Jaron, in deinem Vortrag hast du die zunehmende politische Radikalisierung im Netz angesprochen. Zusammen mit vielen anderen Internetpionieren warst du einst der Ansicht Information müsse lediglich frei verfügbar sein, die Menschen würden sich dann schon von alleine sachkundig machen und reflektierte Positionen entwickeln. Stattdessen scheint das Phänomen der Filterblasen an Bedeutung zu gewinnen und den gegenteiligen Effekt zu haben. Insbesondere Facebook steht zudem gerade in der Kritik, nicht nur algorithmisch sondern auch redaktionell in die „Trending Topics“ einzugreifen. Wer sollte deiner Ansicht nach Facebooks Nachrichtenstrom sortieren? Menschen oder Maschinen?

Die Frage klingt so, als wäre es die natürlichste Sache der Welt, dass eine einzige Firma zum Nachrichtenfilter für die ganze Welt wird. Solange wir die Frage so stellen, kann es keine richtige Antwort geben. Wir sollten lieber darüber nachdenken, wie man diese extreme Monopolstellung aufbrechen kann. Das Hauptproblem ist, dass Facebook dank der Netzwerkeffekte zu einer allumfassenden Position aufgestiegen ist. Darüber hinaus herrscht bei der Firma der ideologische Irrglaube, die künstliche Intelligenz sei bereits viel weiter fortgeschritten, als dies tatsächlich der Fall ist, und Facebook sei noch dazu aus sich heraus eine Kraft, die stets das Gute schafft. Beiden Punkten würde ich widersprechen. Was die Filterung angeht, so sollte dies, wenn überhaupt, nicht anonym passieren. Ein Magazin wie t3n ist ja auch ein Filter, aber es gibt Redakteure, die namentlich in der Verantwortung stehen. Und wenn sie keinen guten Job machen, kann man sie einfach ignorieren. Facebook hingegen ist inzwischen zum globalen Master-Filter geworden und hat die klassischen Redaktionen auf die Rolle von Unterfiltern reduziert, die wiederum davon abhängen, dass ihre Artikel auf Facebook funktionieren.

 

Wie lässt sich diesem Filtermonopol entgegenwirken?

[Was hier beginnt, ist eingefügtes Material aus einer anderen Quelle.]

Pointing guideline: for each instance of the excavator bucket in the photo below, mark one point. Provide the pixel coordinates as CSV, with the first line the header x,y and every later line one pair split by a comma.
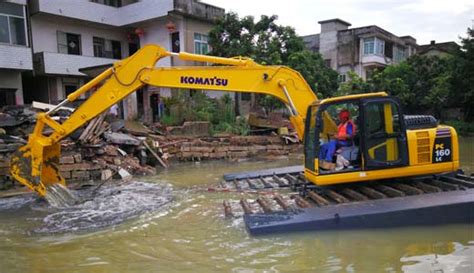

Vielleicht muss man Facebook irgendwann vergesellschaften, oder zumindest die Datenbanken öffentlich machen und das zentralistische Filtern unterbinden. Vielleicht ist das redaktionelle Sortieren von Inhalten etwas, das wir kleineren Drittanbietern überlassen sollten, unter denen dann ein produktiver Wettbewerb um die Rolle des besten Filters entstehen könnte. Ich glaube aber auch, dass man hier mit Diskussionen nicht weiter kommt, die Suche nach Alternativen muss empirisch angegangen werden. Vielleicht haben wir ja Glück, und irgendein Land verbietet Facebook das Filtern von Inhalten und damit auch den News Feed. Dann würde lokal ein Experimentierfeld für Alternativlösungen entstehen. Anstatt Geld mit Werbung zu verdienen, könnte Facebook dann den Zugang zur Datenbank an Magazine vermieten.

 

Was die regionalen Unterschiede angeht, so herrscht gerade die paradoxe Situation, dass Facebook in Deutschland dafür kritisiert wird, nicht genügend gegen rechtsradikale Inhalte vorzugehen. In den USA ist die Firma hingegen mit dem Vorwurf konfrontiert, sich durch das Kuratieren von Inhalten in den laufenden Wahlkampf einzumischen, und sei es nur indirekt durch die persönlichen Ansichten der sogenannten News Curators. Nimmt Facebook also zu viel oder zu wenig Einfluss auf die Inhalte, die die Nutzer zu sehen bekommen?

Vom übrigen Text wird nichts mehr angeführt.